About six months after the Envision infrastructure project sustainability rating tool launched in 2012, Superstorm Sandy generated $68.7 billion in damage. Six years and several storms later, the latest version of Envision, just released by Washington, D.C.-based nonprofit Institute for Sustainable Infrastructure, includes new emphasis on resilience and economics in its rating process.

“Resilience has really developed,” says Anthony Kane, managing director of ISI, which was founded by three major engineering and public works groups to manage the Envision rating process in collaboration with the Zofnass Program for Sustainable Infrastructure at Harvard University. “We thought it was important to revise and update the resilience credits.” Like previous versions, Envision v3 rates projects on other criteria that include impacts on quality of life, leadership, natural world, resource allocation, climate and risk.

The latest tool also includes rating criteria for construction—including for safety and waste reduction—as well as for overall energy and water consumption, life-cycle economics, equity and social justice, and sustainable community planning. “Infrastructure is all about impacts to community,” Kane says.

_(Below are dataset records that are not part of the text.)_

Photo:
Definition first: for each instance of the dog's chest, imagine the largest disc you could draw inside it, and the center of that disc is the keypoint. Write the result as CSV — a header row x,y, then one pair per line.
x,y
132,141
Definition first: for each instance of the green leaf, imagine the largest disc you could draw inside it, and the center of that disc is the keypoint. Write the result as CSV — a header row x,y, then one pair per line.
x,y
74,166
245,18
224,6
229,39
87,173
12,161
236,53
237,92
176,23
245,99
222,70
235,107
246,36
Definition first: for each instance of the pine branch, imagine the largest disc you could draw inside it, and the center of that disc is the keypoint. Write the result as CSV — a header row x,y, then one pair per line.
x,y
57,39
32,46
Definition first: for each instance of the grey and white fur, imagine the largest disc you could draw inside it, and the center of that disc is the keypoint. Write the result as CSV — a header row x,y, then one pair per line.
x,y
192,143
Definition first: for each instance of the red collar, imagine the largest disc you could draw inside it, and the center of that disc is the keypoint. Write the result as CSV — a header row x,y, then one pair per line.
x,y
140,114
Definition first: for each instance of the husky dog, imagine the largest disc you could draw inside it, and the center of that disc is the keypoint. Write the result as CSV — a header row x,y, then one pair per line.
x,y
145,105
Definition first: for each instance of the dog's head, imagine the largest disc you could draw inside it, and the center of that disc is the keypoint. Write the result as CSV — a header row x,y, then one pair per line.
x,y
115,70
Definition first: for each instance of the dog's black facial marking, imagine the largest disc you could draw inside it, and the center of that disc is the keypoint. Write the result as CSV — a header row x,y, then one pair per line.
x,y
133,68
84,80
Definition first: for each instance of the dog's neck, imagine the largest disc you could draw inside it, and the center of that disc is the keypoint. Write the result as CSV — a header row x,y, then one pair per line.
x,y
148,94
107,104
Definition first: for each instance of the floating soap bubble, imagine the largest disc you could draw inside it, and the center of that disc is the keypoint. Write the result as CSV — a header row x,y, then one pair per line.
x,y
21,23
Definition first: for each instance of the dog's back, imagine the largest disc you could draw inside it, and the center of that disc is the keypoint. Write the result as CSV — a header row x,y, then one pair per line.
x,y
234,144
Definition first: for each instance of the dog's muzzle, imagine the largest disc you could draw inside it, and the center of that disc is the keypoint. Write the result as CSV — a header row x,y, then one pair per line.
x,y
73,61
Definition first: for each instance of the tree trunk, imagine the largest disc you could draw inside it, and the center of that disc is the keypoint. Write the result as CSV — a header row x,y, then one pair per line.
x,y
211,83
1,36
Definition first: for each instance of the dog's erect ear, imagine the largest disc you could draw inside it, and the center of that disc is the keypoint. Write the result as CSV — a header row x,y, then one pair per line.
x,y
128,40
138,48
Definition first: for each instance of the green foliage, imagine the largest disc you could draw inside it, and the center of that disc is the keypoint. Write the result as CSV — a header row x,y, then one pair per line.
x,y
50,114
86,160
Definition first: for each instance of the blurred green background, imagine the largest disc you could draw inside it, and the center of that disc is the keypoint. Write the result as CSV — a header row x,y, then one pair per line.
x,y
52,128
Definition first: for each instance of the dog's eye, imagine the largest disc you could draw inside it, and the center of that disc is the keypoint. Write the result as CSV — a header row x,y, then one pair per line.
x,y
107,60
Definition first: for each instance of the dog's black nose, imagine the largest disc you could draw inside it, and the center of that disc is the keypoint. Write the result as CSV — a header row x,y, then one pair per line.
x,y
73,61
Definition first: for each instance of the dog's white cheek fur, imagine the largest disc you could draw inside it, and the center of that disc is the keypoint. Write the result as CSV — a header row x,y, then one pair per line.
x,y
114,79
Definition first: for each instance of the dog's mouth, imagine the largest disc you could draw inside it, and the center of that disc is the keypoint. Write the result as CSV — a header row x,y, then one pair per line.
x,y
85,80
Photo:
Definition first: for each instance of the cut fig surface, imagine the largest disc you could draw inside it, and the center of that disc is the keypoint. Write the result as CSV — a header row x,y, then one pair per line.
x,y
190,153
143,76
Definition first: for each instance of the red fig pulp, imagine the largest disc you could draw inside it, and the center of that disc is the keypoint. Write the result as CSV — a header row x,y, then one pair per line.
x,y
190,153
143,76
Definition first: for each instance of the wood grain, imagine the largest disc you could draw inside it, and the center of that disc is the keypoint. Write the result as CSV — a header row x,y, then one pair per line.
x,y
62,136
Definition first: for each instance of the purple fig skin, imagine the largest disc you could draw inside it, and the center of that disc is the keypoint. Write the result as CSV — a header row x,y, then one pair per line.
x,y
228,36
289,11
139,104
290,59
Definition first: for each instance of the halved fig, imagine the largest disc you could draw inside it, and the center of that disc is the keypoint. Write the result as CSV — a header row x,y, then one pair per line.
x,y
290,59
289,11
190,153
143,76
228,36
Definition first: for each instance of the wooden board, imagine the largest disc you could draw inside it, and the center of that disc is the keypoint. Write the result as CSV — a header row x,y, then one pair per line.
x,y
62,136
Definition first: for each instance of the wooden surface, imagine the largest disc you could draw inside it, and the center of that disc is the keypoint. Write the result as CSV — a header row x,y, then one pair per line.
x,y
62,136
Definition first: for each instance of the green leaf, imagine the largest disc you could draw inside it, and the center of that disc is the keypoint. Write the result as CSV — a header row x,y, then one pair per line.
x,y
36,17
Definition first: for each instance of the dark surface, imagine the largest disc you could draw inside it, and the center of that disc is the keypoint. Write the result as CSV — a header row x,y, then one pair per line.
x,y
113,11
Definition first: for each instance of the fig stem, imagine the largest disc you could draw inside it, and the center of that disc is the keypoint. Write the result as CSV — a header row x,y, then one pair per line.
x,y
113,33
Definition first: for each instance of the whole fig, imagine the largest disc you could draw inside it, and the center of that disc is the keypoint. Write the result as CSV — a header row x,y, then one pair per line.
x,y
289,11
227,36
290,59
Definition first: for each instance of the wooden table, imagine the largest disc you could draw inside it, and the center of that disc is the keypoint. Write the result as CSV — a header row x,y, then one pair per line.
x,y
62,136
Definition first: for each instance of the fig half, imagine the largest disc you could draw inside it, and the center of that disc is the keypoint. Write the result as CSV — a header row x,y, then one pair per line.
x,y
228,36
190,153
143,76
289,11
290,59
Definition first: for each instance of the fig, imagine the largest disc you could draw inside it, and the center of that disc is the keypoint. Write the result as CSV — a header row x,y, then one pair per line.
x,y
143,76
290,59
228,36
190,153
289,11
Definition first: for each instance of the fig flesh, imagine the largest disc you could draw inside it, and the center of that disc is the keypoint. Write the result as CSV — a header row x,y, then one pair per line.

Projects now can be verified at or after 95% design completion or at or after 95% construction finish.

V3 was informed by $15 billion worth of new infrastructure projects that have already undergone the program’s third-party verification system. “We have learned a great deal about how Envision is applied to real-world projects,” says John Stanton, ISI president. Kane says ISI also is reviewing future inclusion of infrastructure system operations and maintenance. “The vast majority of infrastructure is existing,” he says.